×× 26 ××

2 0 0
                                    

Cyborg Linoleic

Ik rende door het bos, op de hielen gezeten door een stel agenten. Ik keek vluchtig achterom of ik ze kon zien, maar ze waren te ver om ze te zien, ik kon ze enkel horen. Uiteindelijk belande ik op een open plek omringt door een hoog hekwerk. De verf die het hek siert was volledig aan het afbladeren waardoor het er verwaarloost uitzag.

Binnen de hekken zag ik één klein gebouwtje. Iets wat leek op een elektriciteit hok. Met enige moeite klom ik het hek over het terrein op, op mijn gemak liep ik richting het kleine betonnen gebouwtje terwijl de agenten achter me tegen het hoge hek stoten.

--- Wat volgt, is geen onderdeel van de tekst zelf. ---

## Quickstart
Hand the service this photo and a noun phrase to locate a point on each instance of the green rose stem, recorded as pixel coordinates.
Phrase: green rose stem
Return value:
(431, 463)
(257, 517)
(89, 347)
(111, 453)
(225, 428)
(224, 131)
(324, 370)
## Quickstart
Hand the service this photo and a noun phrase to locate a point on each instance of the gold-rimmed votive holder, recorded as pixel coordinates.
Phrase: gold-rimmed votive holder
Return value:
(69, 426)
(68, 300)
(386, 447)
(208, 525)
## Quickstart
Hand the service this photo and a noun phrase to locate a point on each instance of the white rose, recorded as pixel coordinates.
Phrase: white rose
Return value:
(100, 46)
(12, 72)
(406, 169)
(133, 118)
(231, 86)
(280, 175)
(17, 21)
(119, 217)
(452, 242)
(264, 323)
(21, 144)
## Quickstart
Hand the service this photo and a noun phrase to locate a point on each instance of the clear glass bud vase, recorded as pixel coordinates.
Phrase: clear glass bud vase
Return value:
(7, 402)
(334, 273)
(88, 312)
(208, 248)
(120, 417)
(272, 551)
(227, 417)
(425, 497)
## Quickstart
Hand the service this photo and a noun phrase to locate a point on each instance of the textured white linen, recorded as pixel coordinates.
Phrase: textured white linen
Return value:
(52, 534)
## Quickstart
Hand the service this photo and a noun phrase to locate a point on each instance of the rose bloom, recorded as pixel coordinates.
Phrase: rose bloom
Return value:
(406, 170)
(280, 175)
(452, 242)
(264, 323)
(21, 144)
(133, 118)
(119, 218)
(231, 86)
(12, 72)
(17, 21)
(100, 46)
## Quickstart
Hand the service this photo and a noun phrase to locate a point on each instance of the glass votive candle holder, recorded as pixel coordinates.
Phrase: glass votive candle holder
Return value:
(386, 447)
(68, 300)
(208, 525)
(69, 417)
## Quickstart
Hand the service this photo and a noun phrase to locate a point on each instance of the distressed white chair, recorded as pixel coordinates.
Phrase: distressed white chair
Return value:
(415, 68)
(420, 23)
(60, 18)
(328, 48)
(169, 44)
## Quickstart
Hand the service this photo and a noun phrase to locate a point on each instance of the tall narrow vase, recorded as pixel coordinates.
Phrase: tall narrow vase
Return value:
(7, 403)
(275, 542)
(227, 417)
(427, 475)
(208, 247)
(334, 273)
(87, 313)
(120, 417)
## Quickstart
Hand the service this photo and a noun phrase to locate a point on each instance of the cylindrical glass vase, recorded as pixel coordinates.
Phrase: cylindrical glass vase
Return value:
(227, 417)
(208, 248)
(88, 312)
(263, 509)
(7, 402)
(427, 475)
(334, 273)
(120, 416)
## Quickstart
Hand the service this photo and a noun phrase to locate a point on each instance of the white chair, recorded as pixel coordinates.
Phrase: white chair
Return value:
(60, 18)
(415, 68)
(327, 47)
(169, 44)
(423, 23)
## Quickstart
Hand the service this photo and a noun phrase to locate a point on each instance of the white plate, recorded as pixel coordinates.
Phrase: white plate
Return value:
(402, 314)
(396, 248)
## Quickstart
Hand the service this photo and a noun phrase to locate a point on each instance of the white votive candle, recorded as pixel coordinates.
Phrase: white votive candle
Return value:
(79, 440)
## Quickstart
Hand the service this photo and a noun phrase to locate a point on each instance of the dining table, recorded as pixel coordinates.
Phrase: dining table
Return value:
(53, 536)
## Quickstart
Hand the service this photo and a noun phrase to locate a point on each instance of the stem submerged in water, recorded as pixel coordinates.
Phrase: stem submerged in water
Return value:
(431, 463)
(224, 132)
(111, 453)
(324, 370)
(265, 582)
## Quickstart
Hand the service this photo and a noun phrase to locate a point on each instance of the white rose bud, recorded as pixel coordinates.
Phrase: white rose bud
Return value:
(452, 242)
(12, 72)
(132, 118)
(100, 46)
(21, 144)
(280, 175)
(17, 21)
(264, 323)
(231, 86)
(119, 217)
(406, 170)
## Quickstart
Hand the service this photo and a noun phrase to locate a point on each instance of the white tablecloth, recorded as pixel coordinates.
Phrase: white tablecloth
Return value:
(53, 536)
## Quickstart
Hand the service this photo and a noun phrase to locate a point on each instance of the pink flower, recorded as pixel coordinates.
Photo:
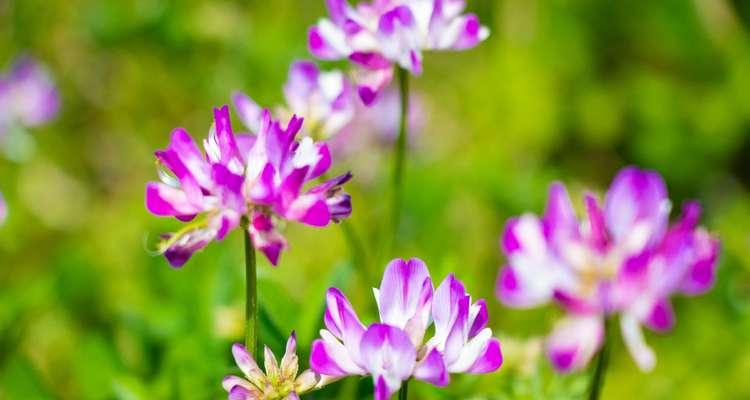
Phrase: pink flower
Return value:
(28, 96)
(378, 34)
(324, 99)
(394, 350)
(279, 381)
(623, 259)
(259, 178)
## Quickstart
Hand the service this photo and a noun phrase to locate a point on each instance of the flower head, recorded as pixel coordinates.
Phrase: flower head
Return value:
(376, 35)
(28, 97)
(393, 349)
(623, 259)
(257, 178)
(324, 99)
(279, 381)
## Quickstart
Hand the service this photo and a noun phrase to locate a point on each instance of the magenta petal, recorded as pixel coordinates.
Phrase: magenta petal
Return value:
(481, 319)
(490, 360)
(240, 393)
(163, 200)
(574, 342)
(382, 391)
(323, 362)
(702, 273)
(636, 196)
(559, 217)
(388, 350)
(372, 61)
(315, 214)
(432, 369)
(661, 318)
(340, 317)
(405, 294)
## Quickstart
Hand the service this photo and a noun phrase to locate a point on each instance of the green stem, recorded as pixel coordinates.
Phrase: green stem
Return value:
(400, 151)
(602, 360)
(356, 248)
(403, 393)
(251, 295)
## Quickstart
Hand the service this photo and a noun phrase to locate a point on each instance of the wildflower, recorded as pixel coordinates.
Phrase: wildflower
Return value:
(28, 97)
(258, 178)
(394, 350)
(323, 99)
(378, 34)
(623, 259)
(279, 381)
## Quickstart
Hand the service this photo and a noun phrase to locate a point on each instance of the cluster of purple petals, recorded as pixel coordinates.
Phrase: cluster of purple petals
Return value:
(261, 178)
(324, 99)
(624, 259)
(379, 34)
(394, 349)
(28, 96)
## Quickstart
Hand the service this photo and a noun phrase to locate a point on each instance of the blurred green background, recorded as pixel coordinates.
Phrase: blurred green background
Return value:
(562, 90)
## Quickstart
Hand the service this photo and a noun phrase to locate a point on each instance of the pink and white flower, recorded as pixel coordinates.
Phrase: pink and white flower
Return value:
(393, 349)
(623, 259)
(377, 34)
(278, 382)
(28, 96)
(323, 98)
(257, 178)
(3, 209)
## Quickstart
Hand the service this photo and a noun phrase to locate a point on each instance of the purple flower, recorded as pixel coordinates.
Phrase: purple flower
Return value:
(28, 97)
(394, 350)
(257, 177)
(324, 99)
(623, 259)
(279, 381)
(378, 34)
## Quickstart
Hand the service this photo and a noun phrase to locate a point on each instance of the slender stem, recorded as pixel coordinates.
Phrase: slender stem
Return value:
(602, 360)
(356, 248)
(400, 151)
(251, 295)
(403, 393)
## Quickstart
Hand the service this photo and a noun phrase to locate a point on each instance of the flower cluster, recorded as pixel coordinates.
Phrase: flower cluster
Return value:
(259, 178)
(280, 381)
(28, 97)
(394, 350)
(324, 99)
(623, 259)
(378, 34)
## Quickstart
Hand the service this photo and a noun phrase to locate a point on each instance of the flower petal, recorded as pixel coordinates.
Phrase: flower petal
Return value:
(574, 341)
(405, 297)
(636, 204)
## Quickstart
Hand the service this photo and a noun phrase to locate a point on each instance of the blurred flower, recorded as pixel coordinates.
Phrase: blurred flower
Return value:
(324, 99)
(277, 383)
(259, 178)
(375, 35)
(28, 98)
(623, 259)
(377, 125)
(394, 349)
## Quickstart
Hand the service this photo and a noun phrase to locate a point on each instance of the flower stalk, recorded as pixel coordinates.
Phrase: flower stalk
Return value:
(400, 150)
(403, 393)
(251, 293)
(602, 362)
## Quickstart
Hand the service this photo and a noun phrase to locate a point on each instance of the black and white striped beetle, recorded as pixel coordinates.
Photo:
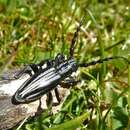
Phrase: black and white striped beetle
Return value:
(44, 79)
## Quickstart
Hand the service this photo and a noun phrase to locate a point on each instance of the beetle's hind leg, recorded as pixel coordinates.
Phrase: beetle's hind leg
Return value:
(29, 69)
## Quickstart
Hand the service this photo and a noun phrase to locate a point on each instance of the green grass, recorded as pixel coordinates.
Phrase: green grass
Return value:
(31, 31)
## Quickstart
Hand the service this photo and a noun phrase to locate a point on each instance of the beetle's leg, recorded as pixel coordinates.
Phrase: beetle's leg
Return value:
(39, 109)
(60, 58)
(102, 60)
(74, 39)
(30, 69)
(49, 100)
(57, 95)
(67, 83)
(45, 64)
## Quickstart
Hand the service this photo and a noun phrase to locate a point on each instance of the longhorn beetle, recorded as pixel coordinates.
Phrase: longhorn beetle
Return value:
(48, 74)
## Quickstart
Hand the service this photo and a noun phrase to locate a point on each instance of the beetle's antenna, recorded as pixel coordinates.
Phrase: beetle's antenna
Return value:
(74, 38)
(102, 60)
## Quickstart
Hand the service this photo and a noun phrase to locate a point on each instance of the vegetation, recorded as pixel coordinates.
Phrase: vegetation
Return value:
(33, 30)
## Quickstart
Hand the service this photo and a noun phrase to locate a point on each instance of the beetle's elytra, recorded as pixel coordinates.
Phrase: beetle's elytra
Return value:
(48, 74)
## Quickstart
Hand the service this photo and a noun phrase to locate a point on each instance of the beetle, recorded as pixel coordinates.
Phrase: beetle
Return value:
(48, 74)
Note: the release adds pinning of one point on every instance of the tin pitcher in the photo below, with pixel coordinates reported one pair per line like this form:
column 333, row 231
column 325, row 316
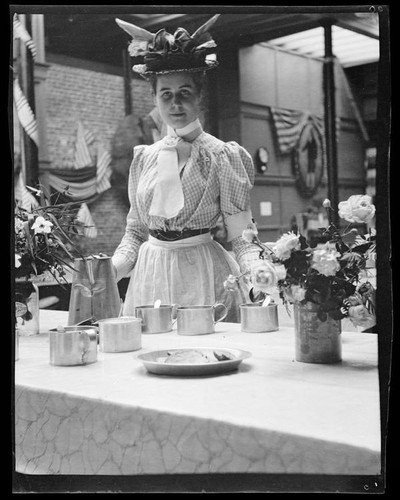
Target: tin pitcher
column 73, row 345
column 94, row 291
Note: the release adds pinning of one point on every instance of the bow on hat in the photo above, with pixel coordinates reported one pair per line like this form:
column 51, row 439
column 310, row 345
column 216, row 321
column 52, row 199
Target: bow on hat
column 164, row 52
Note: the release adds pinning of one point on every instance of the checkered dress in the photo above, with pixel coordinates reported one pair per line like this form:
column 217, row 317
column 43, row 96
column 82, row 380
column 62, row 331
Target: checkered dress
column 216, row 180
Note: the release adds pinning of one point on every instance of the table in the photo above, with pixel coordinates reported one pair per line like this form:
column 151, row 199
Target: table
column 274, row 415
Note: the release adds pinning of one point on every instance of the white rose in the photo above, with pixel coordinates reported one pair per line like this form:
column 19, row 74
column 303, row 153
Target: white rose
column 358, row 208
column 263, row 276
column 325, row 259
column 286, row 243
column 280, row 271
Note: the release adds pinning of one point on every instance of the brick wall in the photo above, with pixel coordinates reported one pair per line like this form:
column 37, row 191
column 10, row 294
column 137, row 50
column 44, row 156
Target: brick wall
column 77, row 90
column 97, row 100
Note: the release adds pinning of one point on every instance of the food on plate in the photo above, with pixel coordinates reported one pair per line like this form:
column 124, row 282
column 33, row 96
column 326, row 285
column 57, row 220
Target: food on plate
column 187, row 356
column 194, row 356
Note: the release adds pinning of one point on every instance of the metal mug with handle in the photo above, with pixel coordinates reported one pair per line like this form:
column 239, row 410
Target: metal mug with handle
column 73, row 345
column 156, row 319
column 199, row 320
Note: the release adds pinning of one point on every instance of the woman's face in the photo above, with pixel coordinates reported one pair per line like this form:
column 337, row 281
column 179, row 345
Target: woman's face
column 177, row 99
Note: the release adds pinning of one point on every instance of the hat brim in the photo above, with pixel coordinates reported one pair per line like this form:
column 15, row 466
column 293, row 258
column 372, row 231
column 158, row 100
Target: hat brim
column 143, row 71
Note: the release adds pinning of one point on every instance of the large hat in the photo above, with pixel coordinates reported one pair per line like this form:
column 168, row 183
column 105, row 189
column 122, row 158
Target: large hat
column 162, row 53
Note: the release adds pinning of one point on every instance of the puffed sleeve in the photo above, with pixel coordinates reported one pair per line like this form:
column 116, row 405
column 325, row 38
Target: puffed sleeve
column 236, row 176
column 125, row 255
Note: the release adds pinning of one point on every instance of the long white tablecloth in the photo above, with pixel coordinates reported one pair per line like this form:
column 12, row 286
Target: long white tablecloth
column 273, row 415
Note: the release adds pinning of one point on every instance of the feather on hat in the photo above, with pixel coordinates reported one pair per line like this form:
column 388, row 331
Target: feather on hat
column 163, row 52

Pas zodra ik bij het gebouwtje aangekomen was wisten de eerste agenten over het hek te klimmen. Met pistolen en schok apparaten in de aanslag kwamen ze op me af geslopen, iets wat ik een grappig zicht vond.

Ik klikte het klepje aan mijn polsen weer los en schoot richting de eerste paar agenten, maar het leek geen invloeit op hen te hebben. Ik zag op de gezichten van de agenten hier een daar een grijns verschijnen zodra ze dichterbij kwamen. Ik voelde achter me aan de klink van de deur die toegang boot tot het gebouwtje, mijn laatste toevlucht oord. Ik trok en sleurde, maar er kwam geen beweging in. Daarna zette ik groter geweld in. Ik schoot een paar keer rond het slot van de deur en ging toen met al mijn gewicht aan de klinkt hangen.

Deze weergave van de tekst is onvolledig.